Thursday, 14 October 2021

Kerfol (a ghost story)

 This is my fourth (fourth!) countdown to Halloween post today, but I am feeling inspired. An there is so little time left until my favourite holiday and so much to read, watch, blog about and overall enjoy. So I wanted to recommend a ghost story for you, which I mentioned before here. If you like classic ghost stories and ghost stories that are perfectly seasonal, I suggest you spend some time tonight to read Kerfol by Edith Wharton. It's set in autumn and it is full of atmosphere. It aslo shows that to create unease and fear, you don't need walking corpses. And you'll see there that ghosts can take many forms, even the most inconspicuous.

Thursday, 1 October 2015

Autumnal ghost stories

This is tonight's countdown to Halloween post and I thought I would start with a reading suggestion.
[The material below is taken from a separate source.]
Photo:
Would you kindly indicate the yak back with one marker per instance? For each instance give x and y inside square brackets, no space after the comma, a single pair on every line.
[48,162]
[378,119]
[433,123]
I am reading this book at the moment, the ghost stories of Edith Wharton. I am enjoying it quite a lot. She wrote very subtle ghost stories, where terror appears, but is not in your face as it is usually now with modern writers. I guess it is the old fashioned way, the horror that you perceive at the corner of your eyes. M.R. James was amazing at it, but even he used at some point its share of gore and violence. That said, she is a great atmospheric writer. And there is one thing that makes me appreciate her stories greatly: while many ghost stories written in her time were set during the Christmas season (a tradition that dates back from generations), her stories are so far set at least partially during autumn. And she really brings the season's menacing atmosphere. In Kerfol for instance, you have a line like this: "The grey-trunked trees sprang up straight to a great height and then interwove their pale-grey branches in a long tunnel through which the autumn light fell faintly." I love it. So that is my new reading recommendation.